Are there any independent studies that say retail workers in locally-owned companies use only $100 in taxpayer funded services per year? Can you provide the citation for that number?

Don't forget to also include the spillover savings you receive into that calculation as well.

According to research from the independent research firm Global Insight (about as close to an unbiased source as you will find in this debate), Wal-Mart's overall impact on the US economy saves the average family over $2,300 per year.

From the Global Insight research:

"the expansion of Wal-Mart over the 1985 to 2004 period can be associated with a cumulative decline of 9.1% in food-at-home prices, a 4.2% decline in commodities (goods) prices, and a 3.1% decline in overall consumer prices as measured by the Consumer Price Index-All Items, which includes both goods and services.

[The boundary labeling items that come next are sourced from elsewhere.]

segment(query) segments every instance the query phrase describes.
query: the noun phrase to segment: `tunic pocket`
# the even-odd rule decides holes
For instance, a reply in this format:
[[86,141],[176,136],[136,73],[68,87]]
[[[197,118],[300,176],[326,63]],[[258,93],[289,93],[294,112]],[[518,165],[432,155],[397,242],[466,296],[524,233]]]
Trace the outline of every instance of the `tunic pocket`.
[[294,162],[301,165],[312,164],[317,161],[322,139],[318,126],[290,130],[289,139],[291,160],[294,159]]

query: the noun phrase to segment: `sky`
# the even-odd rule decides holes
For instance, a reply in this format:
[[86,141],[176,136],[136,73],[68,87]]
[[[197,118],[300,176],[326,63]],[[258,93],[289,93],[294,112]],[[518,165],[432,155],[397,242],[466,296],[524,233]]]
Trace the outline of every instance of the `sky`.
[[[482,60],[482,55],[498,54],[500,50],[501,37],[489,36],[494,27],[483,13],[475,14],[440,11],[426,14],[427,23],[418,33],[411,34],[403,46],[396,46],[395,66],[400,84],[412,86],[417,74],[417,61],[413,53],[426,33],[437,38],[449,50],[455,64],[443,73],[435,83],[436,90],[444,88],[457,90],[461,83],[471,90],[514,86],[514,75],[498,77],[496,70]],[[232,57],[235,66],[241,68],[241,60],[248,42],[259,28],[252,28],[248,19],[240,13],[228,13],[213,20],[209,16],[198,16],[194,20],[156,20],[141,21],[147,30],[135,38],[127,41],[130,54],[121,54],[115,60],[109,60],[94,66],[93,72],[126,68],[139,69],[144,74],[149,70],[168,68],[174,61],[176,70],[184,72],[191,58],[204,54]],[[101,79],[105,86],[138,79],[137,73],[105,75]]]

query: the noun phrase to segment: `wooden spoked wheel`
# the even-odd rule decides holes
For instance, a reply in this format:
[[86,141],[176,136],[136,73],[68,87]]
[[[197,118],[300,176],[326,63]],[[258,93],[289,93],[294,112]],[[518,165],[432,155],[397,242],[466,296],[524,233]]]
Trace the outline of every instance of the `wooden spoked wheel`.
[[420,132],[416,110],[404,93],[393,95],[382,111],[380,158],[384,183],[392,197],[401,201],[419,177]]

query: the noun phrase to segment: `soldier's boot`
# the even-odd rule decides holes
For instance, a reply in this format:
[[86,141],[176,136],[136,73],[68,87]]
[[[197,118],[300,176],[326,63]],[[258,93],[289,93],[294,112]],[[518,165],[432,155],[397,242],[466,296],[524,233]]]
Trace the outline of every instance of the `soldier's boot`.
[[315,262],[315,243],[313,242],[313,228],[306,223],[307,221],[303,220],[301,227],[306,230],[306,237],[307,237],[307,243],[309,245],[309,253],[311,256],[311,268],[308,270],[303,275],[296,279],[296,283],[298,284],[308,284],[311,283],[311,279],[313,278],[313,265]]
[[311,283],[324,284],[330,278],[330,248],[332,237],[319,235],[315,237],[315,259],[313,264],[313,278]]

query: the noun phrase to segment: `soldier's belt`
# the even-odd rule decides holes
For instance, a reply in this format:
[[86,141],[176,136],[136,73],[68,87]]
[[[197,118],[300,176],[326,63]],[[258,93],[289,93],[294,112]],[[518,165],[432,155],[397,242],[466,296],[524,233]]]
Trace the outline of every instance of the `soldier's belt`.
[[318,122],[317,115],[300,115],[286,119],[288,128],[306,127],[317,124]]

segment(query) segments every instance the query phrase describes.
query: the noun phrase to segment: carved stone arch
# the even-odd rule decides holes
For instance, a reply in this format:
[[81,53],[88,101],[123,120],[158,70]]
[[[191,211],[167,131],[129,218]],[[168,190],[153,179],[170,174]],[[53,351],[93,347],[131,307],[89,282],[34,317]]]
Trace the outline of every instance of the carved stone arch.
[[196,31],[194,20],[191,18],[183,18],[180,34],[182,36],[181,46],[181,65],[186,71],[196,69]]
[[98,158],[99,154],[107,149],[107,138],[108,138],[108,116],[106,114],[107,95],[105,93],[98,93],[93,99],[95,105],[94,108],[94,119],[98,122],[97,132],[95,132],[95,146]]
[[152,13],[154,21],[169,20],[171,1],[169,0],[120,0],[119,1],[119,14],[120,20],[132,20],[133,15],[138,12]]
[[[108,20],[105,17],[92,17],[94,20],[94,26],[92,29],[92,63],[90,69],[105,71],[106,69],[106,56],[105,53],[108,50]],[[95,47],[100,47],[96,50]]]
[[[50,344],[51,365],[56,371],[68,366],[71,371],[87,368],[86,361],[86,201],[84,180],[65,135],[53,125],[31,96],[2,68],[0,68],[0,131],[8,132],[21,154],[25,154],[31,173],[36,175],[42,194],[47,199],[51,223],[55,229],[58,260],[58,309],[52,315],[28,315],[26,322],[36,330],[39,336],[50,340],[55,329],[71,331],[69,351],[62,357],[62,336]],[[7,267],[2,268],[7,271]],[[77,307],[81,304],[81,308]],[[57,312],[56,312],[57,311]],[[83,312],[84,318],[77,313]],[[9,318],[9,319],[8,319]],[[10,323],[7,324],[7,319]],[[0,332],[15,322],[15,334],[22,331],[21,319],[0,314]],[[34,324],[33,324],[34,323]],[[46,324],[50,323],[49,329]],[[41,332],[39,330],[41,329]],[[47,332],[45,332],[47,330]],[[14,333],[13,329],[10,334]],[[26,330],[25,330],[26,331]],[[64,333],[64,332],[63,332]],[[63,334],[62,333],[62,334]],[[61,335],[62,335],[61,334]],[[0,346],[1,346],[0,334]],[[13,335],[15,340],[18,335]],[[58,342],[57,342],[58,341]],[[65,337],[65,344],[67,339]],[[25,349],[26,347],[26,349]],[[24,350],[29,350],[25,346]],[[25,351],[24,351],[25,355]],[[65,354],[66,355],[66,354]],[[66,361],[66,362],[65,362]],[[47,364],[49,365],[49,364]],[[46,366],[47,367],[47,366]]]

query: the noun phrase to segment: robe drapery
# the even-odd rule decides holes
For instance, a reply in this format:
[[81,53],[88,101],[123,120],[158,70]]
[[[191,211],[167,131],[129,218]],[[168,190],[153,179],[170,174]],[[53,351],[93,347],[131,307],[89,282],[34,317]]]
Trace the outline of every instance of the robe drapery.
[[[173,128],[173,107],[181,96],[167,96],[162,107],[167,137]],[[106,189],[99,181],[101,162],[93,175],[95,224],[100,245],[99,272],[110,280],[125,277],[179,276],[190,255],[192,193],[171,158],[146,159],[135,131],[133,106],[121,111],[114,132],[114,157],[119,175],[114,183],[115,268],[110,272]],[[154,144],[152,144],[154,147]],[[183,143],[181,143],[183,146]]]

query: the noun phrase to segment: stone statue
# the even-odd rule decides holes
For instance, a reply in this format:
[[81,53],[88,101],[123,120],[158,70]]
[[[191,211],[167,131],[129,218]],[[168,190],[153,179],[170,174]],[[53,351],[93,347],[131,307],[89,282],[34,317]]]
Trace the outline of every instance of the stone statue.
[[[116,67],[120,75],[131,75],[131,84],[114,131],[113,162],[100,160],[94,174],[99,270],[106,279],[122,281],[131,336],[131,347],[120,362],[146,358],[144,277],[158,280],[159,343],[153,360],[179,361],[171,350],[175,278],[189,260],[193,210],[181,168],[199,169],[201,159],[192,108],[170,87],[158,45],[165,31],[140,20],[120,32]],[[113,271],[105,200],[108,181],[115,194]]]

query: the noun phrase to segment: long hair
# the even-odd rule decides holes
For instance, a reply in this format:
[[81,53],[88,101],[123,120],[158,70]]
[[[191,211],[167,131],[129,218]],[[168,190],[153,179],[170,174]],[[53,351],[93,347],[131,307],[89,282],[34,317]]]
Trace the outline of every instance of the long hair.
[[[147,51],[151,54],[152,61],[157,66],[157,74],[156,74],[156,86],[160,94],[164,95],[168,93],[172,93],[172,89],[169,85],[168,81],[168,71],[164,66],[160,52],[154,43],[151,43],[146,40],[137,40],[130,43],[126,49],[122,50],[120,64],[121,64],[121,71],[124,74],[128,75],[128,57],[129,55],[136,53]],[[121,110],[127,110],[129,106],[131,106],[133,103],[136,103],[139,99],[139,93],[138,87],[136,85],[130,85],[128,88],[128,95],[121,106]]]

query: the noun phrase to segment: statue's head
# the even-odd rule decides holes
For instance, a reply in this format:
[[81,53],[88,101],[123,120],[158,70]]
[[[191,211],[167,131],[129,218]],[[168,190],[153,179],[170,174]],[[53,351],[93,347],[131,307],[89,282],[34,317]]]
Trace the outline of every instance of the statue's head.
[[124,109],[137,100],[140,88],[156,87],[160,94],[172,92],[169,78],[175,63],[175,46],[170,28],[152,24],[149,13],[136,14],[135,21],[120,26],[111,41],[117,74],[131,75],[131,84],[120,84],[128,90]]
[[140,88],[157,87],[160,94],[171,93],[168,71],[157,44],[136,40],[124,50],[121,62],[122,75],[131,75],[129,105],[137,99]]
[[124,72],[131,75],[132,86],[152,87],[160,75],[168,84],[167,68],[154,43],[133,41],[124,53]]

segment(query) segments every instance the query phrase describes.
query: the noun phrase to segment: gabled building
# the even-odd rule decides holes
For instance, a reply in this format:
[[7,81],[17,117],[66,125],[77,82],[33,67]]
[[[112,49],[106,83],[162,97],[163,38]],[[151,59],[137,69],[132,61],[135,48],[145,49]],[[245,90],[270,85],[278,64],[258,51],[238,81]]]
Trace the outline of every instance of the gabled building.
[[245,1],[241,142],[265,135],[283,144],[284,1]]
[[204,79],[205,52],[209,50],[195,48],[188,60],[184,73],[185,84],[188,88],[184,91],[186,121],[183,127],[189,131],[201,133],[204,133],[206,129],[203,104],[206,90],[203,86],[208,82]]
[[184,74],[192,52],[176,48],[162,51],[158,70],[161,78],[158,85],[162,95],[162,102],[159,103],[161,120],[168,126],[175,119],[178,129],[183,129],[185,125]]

The main driver of this impact was a 0.75% improvement in the overall efficiency of the economy. Increased capital intensity and lower import prices were secondary drivers. The 3.1% decline in the price level was partially offset by a 2.2% decline in nominal wages, so that the net effect was to increase real disposable income by 0.9% by 2004."

Interesting editorial today in the NY Times today about Maryland's successful passage of a law requiring Wal-Mart and other large employers to spend a certain % on health insurance or make a payment to the state's Medicaid fund.